Note that unlike many legal documents, a simple signature will not suffice. You can make a contract or even a will on the back of a cocktail napkin, but power of attorney must be notarized. If not, third parties will reject it. While laws like this are typically highly specific, this writer is unaware of any jurisdictions that deviate from this rule.
The one exception to this rule is if you have been deemed mentally unsound by a doctor or court. In this case, power of attorney will be assigned to a caretaker on your behalf.
You do not need a lawyer to assign someone power of attorney, although we strongly advise that you consult one. Most law firms will also have a notary on staff as well, making that step easier.
To declare power of attorney you must be legally sound of mind. If a doctor or judge has declared you incompetent to make your own decisions, a power of attorney assignment will not be valid. If someone wants to challenge power of attorney they can also attempt to show that you were not of sound mind when you made the assignment. This would be a matter for a court to decide.
You can revoke power of attorney at any time, by any means. You do not have to notarize or even write down this revocation. That said, you should do so. If you have formally assigned power of attorney, you should formally revoke it. This ensures that there is no dispute as to if and when this authority ended.
Sunset Clauses, Durability and Springing Power of Attorney
Under ordinary conditions, power of attorney will no longer have effect if you become mentally or physically incapacitated. This is true even if you signed the form while mentally sound. (This allows any necessary next steps to move forward, uncomplicated by a pre-existing grant of authority.) To prevent this you can add what is known as a “durability” clause to your power of attorney form. This clause can state that your power of attorney will remain in effect if you are deemed incompetent.
You can also write a durable power of attorney that does not take effect unless you are deemed mentally incompetent. This is one way that people protect themselves against illness or infirmity, by establishing in advance who will have their power of attorney if anything happens to them. For example parents often create a durable familial power of attorney, so that guardianship of their children transfers automatically if anything happens to them.
Springing power of attorney is similar to a durability clause. This takes effect (or “springs into effect”) if a specific condition is met. For example a soldier might set a financial springing power of attorney that takes effect whenever they have been deployed.

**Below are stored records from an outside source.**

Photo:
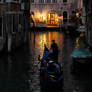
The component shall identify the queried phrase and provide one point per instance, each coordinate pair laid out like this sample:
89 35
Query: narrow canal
19 72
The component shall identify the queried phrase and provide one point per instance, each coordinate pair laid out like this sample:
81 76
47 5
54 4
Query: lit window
32 1
64 1
54 1
91 8
1 26
48 1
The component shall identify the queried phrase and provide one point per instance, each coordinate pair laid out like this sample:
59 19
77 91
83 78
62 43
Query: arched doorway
65 16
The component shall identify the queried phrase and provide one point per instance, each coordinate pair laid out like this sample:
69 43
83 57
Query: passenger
54 48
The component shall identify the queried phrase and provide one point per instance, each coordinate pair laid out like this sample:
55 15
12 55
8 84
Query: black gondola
51 74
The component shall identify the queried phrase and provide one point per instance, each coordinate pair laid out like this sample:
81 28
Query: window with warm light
41 1
32 1
64 1
48 1
54 1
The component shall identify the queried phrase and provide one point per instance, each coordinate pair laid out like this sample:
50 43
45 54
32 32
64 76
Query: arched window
54 1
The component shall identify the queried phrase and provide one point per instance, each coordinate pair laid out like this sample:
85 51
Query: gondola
82 55
48 76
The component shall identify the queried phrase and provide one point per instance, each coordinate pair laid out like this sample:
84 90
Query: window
48 1
65 16
1 26
32 1
64 1
41 1
91 8
54 1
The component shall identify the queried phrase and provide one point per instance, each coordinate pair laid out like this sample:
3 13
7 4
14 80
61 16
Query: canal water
19 72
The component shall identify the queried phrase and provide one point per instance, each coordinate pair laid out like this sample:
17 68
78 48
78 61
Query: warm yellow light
77 14
60 17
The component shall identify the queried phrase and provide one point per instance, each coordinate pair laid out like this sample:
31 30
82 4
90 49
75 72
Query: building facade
2 23
13 23
88 9
42 9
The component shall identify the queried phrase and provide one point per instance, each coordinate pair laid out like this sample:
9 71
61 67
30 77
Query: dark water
19 72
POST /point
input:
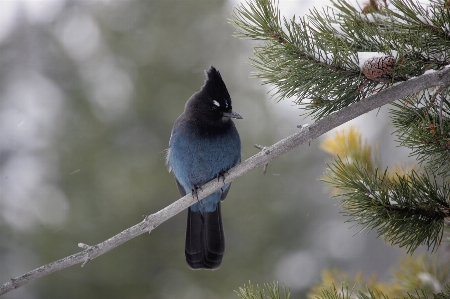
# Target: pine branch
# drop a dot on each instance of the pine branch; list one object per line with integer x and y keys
{"x": 314, "y": 59}
{"x": 269, "y": 291}
{"x": 345, "y": 293}
{"x": 407, "y": 210}
{"x": 423, "y": 124}
{"x": 307, "y": 134}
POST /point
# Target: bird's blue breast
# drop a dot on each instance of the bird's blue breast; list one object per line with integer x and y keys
{"x": 198, "y": 158}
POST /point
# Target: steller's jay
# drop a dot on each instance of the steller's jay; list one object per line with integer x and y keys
{"x": 204, "y": 144}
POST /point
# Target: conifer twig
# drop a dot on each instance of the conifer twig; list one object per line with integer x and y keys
{"x": 307, "y": 134}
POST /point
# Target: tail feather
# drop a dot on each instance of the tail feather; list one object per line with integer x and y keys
{"x": 205, "y": 239}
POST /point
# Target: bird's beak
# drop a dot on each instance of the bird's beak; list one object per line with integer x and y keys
{"x": 232, "y": 114}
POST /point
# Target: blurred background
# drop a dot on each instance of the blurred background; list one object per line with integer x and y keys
{"x": 89, "y": 91}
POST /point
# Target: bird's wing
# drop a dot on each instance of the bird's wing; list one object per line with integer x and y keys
{"x": 180, "y": 188}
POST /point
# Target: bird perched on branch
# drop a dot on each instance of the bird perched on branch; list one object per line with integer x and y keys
{"x": 204, "y": 144}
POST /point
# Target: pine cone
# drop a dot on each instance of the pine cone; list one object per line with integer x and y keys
{"x": 378, "y": 66}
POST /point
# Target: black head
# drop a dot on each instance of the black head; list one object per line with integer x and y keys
{"x": 212, "y": 104}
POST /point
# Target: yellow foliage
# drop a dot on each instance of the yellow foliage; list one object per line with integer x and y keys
{"x": 350, "y": 147}
{"x": 348, "y": 144}
{"x": 413, "y": 273}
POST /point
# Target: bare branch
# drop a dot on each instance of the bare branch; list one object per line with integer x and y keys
{"x": 307, "y": 134}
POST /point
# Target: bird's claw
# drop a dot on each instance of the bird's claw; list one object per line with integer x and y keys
{"x": 222, "y": 175}
{"x": 195, "y": 190}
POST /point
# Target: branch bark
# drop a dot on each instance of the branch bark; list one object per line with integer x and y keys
{"x": 307, "y": 134}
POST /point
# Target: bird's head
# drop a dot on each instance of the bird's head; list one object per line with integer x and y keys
{"x": 212, "y": 104}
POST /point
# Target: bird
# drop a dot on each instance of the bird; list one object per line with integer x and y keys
{"x": 205, "y": 144}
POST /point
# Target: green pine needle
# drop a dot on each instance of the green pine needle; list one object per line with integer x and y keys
{"x": 407, "y": 210}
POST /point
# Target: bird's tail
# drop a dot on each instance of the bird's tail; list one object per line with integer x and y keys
{"x": 205, "y": 240}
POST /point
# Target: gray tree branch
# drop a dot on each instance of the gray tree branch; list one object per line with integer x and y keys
{"x": 267, "y": 154}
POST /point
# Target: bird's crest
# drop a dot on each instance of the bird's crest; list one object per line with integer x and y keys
{"x": 215, "y": 87}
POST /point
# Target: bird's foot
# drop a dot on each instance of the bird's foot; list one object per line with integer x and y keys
{"x": 221, "y": 175}
{"x": 195, "y": 190}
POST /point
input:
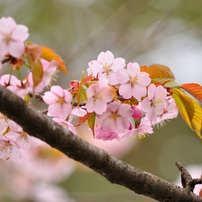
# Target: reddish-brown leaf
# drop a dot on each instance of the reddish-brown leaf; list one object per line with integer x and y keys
{"x": 156, "y": 71}
{"x": 194, "y": 89}
{"x": 83, "y": 119}
{"x": 49, "y": 54}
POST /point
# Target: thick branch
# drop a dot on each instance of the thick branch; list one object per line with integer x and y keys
{"x": 116, "y": 171}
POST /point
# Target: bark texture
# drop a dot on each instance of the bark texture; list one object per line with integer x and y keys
{"x": 116, "y": 171}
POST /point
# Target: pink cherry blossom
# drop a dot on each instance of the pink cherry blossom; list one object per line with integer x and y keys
{"x": 20, "y": 137}
{"x": 98, "y": 96}
{"x": 3, "y": 123}
{"x": 59, "y": 101}
{"x": 65, "y": 124}
{"x": 137, "y": 114}
{"x": 170, "y": 112}
{"x": 155, "y": 103}
{"x": 9, "y": 149}
{"x": 49, "y": 69}
{"x": 106, "y": 66}
{"x": 12, "y": 37}
{"x": 115, "y": 119}
{"x": 144, "y": 128}
{"x": 105, "y": 135}
{"x": 133, "y": 82}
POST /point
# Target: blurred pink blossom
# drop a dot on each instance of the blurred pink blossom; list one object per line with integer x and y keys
{"x": 106, "y": 66}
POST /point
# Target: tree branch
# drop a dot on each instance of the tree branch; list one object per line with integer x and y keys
{"x": 39, "y": 125}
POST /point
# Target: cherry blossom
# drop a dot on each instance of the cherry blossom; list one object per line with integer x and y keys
{"x": 65, "y": 124}
{"x": 106, "y": 66}
{"x": 59, "y": 101}
{"x": 115, "y": 119}
{"x": 170, "y": 112}
{"x": 155, "y": 103}
{"x": 12, "y": 37}
{"x": 3, "y": 123}
{"x": 105, "y": 135}
{"x": 9, "y": 149}
{"x": 137, "y": 114}
{"x": 133, "y": 82}
{"x": 98, "y": 96}
{"x": 20, "y": 137}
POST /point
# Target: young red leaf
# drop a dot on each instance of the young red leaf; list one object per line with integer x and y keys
{"x": 33, "y": 51}
{"x": 49, "y": 54}
{"x": 194, "y": 89}
{"x": 156, "y": 71}
{"x": 190, "y": 110}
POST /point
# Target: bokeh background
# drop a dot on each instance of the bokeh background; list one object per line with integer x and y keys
{"x": 144, "y": 31}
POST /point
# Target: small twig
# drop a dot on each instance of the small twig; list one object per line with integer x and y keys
{"x": 187, "y": 181}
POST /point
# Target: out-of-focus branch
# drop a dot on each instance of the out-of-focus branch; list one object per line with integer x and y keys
{"x": 39, "y": 125}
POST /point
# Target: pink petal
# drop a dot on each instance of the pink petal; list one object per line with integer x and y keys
{"x": 151, "y": 91}
{"x": 118, "y": 63}
{"x": 122, "y": 76}
{"x": 67, "y": 96}
{"x": 146, "y": 105}
{"x": 125, "y": 110}
{"x": 143, "y": 79}
{"x": 138, "y": 92}
{"x": 107, "y": 57}
{"x": 20, "y": 33}
{"x": 7, "y": 25}
{"x": 16, "y": 49}
{"x": 90, "y": 105}
{"x": 106, "y": 94}
{"x": 3, "y": 49}
{"x": 100, "y": 107}
{"x": 91, "y": 91}
{"x": 133, "y": 69}
{"x": 66, "y": 109}
{"x": 57, "y": 90}
{"x": 125, "y": 90}
{"x": 50, "y": 98}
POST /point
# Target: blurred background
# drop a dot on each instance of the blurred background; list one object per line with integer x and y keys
{"x": 144, "y": 31}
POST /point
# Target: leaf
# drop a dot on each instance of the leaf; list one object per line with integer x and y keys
{"x": 91, "y": 122}
{"x": 166, "y": 82}
{"x": 156, "y": 71}
{"x": 49, "y": 54}
{"x": 33, "y": 51}
{"x": 83, "y": 119}
{"x": 37, "y": 72}
{"x": 194, "y": 89}
{"x": 190, "y": 110}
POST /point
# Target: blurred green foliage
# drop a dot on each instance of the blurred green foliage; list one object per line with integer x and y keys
{"x": 133, "y": 29}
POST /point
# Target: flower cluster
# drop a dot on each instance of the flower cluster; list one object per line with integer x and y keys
{"x": 116, "y": 99}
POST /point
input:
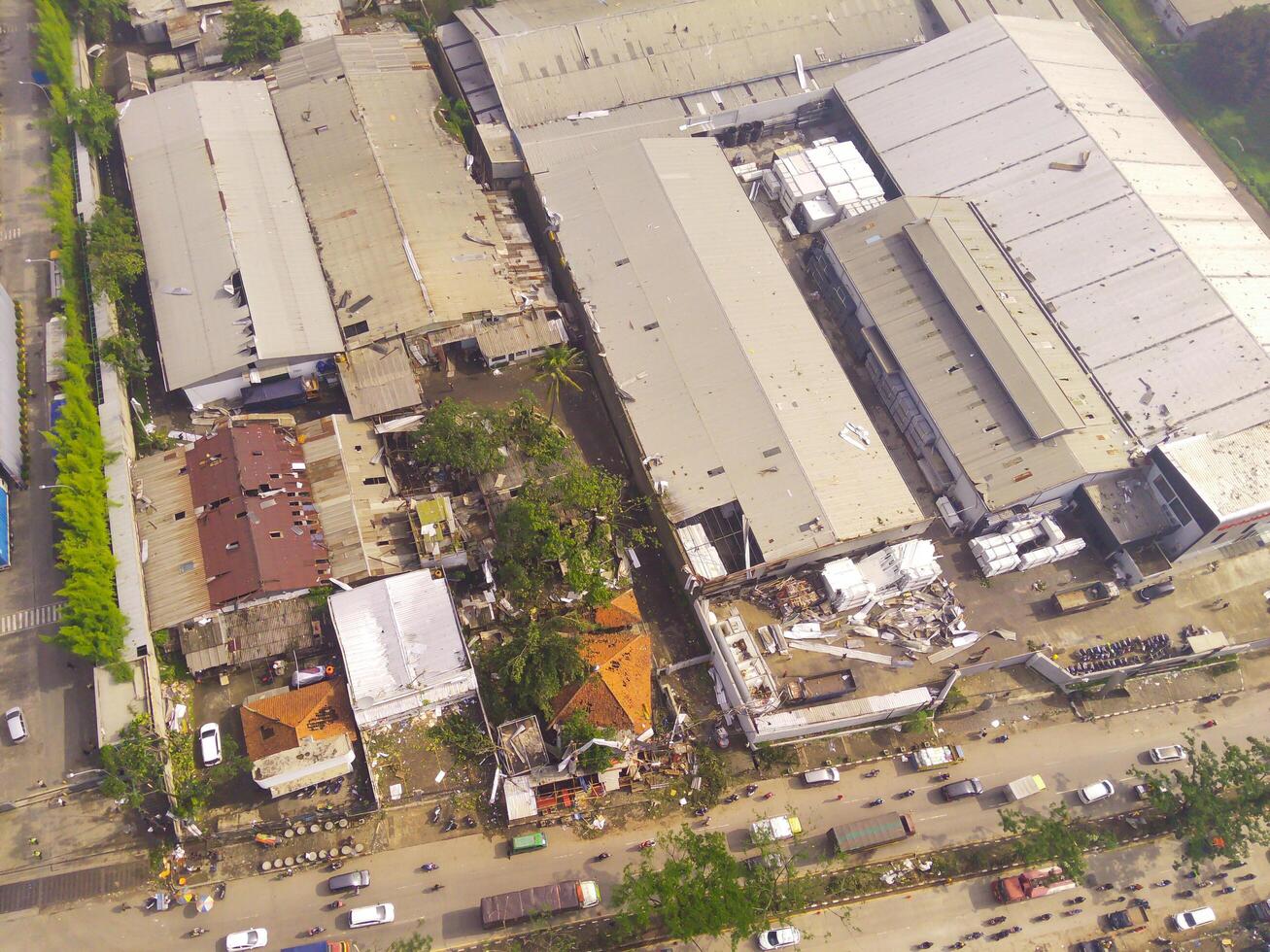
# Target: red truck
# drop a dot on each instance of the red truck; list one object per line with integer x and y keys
{"x": 1031, "y": 884}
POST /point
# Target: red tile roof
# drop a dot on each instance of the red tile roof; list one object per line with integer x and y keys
{"x": 619, "y": 691}
{"x": 257, "y": 525}
{"x": 281, "y": 721}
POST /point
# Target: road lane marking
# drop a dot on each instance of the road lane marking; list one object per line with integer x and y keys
{"x": 29, "y": 619}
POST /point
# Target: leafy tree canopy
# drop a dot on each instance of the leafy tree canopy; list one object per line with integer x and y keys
{"x": 115, "y": 253}
{"x": 702, "y": 890}
{"x": 255, "y": 32}
{"x": 1053, "y": 838}
{"x": 1219, "y": 799}
{"x": 564, "y": 529}
{"x": 537, "y": 663}
{"x": 91, "y": 112}
{"x": 577, "y": 730}
{"x": 1232, "y": 56}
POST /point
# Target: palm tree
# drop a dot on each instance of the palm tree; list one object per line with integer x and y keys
{"x": 559, "y": 364}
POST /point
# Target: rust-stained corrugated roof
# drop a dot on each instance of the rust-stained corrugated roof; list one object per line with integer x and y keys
{"x": 257, "y": 526}
{"x": 619, "y": 691}
{"x": 280, "y": 723}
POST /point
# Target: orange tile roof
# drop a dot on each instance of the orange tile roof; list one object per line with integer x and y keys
{"x": 621, "y": 612}
{"x": 619, "y": 691}
{"x": 281, "y": 721}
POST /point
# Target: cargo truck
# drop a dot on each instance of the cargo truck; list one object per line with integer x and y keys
{"x": 874, "y": 832}
{"x": 1077, "y": 599}
{"x": 1031, "y": 884}
{"x": 935, "y": 758}
{"x": 1024, "y": 787}
{"x": 774, "y": 828}
{"x": 522, "y": 905}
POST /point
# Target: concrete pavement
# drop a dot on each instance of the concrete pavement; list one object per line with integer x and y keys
{"x": 474, "y": 866}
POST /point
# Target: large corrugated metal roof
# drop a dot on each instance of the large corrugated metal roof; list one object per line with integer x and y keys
{"x": 364, "y": 527}
{"x": 397, "y": 216}
{"x": 1152, "y": 269}
{"x": 546, "y": 67}
{"x": 214, "y": 195}
{"x": 727, "y": 375}
{"x": 174, "y": 574}
{"x": 978, "y": 398}
{"x": 401, "y": 645}
{"x": 1231, "y": 474}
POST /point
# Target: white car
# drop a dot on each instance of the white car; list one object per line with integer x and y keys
{"x": 1194, "y": 918}
{"x": 251, "y": 938}
{"x": 210, "y": 744}
{"x": 371, "y": 915}
{"x": 1095, "y": 793}
{"x": 780, "y": 936}
{"x": 1167, "y": 754}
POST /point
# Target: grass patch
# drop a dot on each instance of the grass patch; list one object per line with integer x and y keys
{"x": 1241, "y": 135}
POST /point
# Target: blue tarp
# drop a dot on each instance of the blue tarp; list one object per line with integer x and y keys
{"x": 4, "y": 526}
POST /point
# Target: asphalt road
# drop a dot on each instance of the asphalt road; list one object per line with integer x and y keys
{"x": 474, "y": 866}
{"x": 57, "y": 706}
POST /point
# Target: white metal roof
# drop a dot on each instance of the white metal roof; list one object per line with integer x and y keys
{"x": 214, "y": 195}
{"x": 1231, "y": 474}
{"x": 934, "y": 309}
{"x": 1152, "y": 269}
{"x": 728, "y": 376}
{"x": 401, "y": 646}
{"x": 546, "y": 67}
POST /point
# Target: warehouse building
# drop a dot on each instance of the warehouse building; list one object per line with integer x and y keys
{"x": 745, "y": 425}
{"x": 1152, "y": 272}
{"x": 238, "y": 292}
{"x": 988, "y": 397}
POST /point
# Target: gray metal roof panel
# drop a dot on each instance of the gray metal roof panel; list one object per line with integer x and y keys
{"x": 1042, "y": 93}
{"x": 705, "y": 330}
{"x": 215, "y": 194}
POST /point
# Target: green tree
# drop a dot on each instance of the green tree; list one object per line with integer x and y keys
{"x": 91, "y": 112}
{"x": 1054, "y": 838}
{"x": 460, "y": 435}
{"x": 252, "y": 32}
{"x": 133, "y": 765}
{"x": 1219, "y": 801}
{"x": 566, "y": 529}
{"x": 536, "y": 663}
{"x": 115, "y": 253}
{"x": 123, "y": 352}
{"x": 290, "y": 28}
{"x": 558, "y": 367}
{"x": 1232, "y": 56}
{"x": 700, "y": 889}
{"x": 463, "y": 737}
{"x": 575, "y": 730}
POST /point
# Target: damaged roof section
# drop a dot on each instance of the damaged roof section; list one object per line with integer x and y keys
{"x": 408, "y": 240}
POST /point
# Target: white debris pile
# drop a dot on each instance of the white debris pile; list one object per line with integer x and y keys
{"x": 1022, "y": 542}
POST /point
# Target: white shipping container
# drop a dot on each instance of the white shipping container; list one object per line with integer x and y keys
{"x": 818, "y": 215}
{"x": 834, "y": 175}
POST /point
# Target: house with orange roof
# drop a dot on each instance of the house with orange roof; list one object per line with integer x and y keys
{"x": 619, "y": 691}
{"x": 298, "y": 737}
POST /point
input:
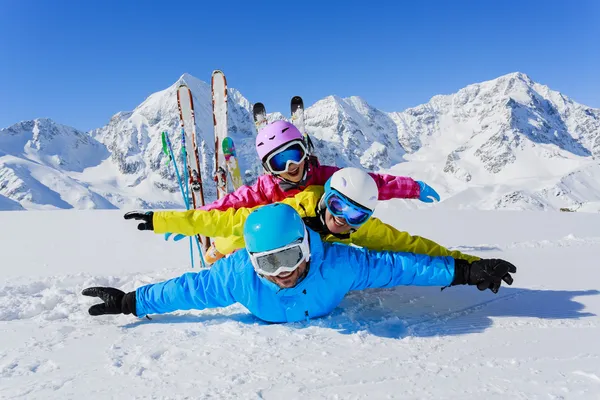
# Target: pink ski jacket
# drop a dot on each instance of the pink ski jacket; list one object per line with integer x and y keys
{"x": 270, "y": 189}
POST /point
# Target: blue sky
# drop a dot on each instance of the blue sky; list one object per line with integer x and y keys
{"x": 80, "y": 62}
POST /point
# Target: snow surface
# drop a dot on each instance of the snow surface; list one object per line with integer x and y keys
{"x": 535, "y": 340}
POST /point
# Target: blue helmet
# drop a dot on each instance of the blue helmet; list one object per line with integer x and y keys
{"x": 272, "y": 227}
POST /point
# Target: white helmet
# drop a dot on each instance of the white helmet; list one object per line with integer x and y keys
{"x": 356, "y": 185}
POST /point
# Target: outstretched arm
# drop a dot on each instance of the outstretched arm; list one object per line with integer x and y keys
{"x": 380, "y": 269}
{"x": 396, "y": 187}
{"x": 372, "y": 269}
{"x": 376, "y": 235}
{"x": 206, "y": 289}
{"x": 214, "y": 223}
{"x": 260, "y": 193}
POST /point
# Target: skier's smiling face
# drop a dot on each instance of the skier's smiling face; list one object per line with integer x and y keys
{"x": 287, "y": 280}
{"x": 336, "y": 224}
{"x": 294, "y": 172}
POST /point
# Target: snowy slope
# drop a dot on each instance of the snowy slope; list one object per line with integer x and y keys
{"x": 508, "y": 143}
{"x": 536, "y": 339}
{"x": 37, "y": 159}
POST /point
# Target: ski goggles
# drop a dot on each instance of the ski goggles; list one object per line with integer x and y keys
{"x": 340, "y": 206}
{"x": 291, "y": 153}
{"x": 285, "y": 259}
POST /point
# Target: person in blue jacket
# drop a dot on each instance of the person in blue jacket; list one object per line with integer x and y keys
{"x": 287, "y": 273}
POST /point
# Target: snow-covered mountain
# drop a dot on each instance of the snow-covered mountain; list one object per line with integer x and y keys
{"x": 505, "y": 143}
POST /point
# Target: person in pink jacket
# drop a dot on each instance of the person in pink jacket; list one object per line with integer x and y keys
{"x": 291, "y": 168}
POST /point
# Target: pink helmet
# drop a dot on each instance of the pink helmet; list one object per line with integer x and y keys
{"x": 275, "y": 135}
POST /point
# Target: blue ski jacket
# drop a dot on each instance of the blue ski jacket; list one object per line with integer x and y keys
{"x": 334, "y": 270}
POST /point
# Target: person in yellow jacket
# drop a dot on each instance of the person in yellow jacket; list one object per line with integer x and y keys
{"x": 340, "y": 212}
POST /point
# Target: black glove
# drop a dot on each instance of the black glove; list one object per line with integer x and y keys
{"x": 115, "y": 301}
{"x": 146, "y": 216}
{"x": 486, "y": 274}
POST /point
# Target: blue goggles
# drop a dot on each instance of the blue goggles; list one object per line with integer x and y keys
{"x": 340, "y": 206}
{"x": 280, "y": 161}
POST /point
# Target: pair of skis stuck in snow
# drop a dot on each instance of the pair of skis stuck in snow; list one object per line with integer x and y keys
{"x": 297, "y": 110}
{"x": 226, "y": 166}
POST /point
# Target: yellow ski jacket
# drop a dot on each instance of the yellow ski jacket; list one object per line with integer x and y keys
{"x": 227, "y": 228}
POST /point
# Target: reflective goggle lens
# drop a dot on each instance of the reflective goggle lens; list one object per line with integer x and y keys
{"x": 287, "y": 259}
{"x": 279, "y": 162}
{"x": 342, "y": 208}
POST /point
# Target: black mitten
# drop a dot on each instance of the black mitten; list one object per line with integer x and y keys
{"x": 115, "y": 301}
{"x": 145, "y": 216}
{"x": 486, "y": 274}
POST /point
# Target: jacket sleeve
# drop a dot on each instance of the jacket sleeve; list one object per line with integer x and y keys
{"x": 199, "y": 222}
{"x": 382, "y": 269}
{"x": 205, "y": 289}
{"x": 376, "y": 235}
{"x": 396, "y": 187}
{"x": 246, "y": 196}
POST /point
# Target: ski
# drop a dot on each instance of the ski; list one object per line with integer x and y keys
{"x": 231, "y": 161}
{"x": 187, "y": 118}
{"x": 260, "y": 116}
{"x": 219, "y": 100}
{"x": 297, "y": 110}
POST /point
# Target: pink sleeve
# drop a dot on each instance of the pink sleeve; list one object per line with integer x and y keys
{"x": 321, "y": 173}
{"x": 396, "y": 187}
{"x": 260, "y": 193}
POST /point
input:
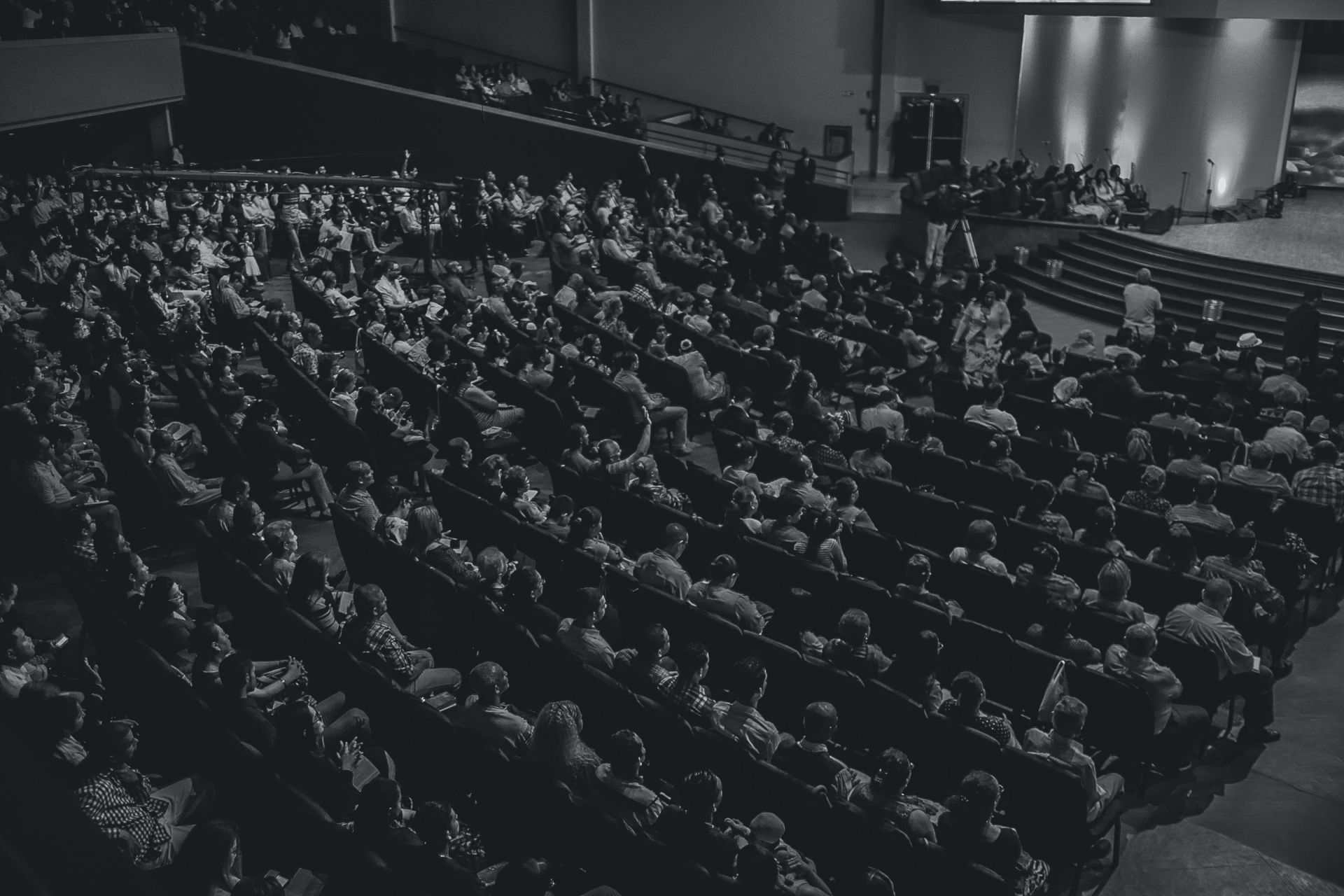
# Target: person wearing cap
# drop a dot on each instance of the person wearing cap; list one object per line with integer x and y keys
{"x": 1142, "y": 301}
{"x": 1287, "y": 438}
{"x": 988, "y": 413}
{"x": 769, "y": 865}
{"x": 1240, "y": 671}
{"x": 1288, "y": 378}
{"x": 1256, "y": 473}
{"x": 662, "y": 567}
{"x": 1324, "y": 481}
{"x": 1202, "y": 511}
{"x": 1176, "y": 726}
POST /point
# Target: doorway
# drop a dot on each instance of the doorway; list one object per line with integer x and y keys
{"x": 929, "y": 128}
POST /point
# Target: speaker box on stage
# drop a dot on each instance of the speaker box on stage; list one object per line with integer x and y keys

Finally, you can write sunset clauses into your power of attorney. This specifies the conditions under which the power of attorney ends. Most often people will use a set amount of time, such as a date or length of months after which point the power of attorney automatically expires. Unless you are preparing a durable power of attorney, this is strongly recommended.
The Bottom Line
You can find power of attorney forms through most state and local government websites, or you can write your own. This is a broad grant of authority that can help you manage your affairs whether you are ill, incapacitated or just out of reach. You can hand over the rights to make decisions around matters like healthcare, business decisions or real estate transactions. Durable power of attorney goes into effect right away. Springing power of attorney, on the other hand, takes effect when you become incapacitated.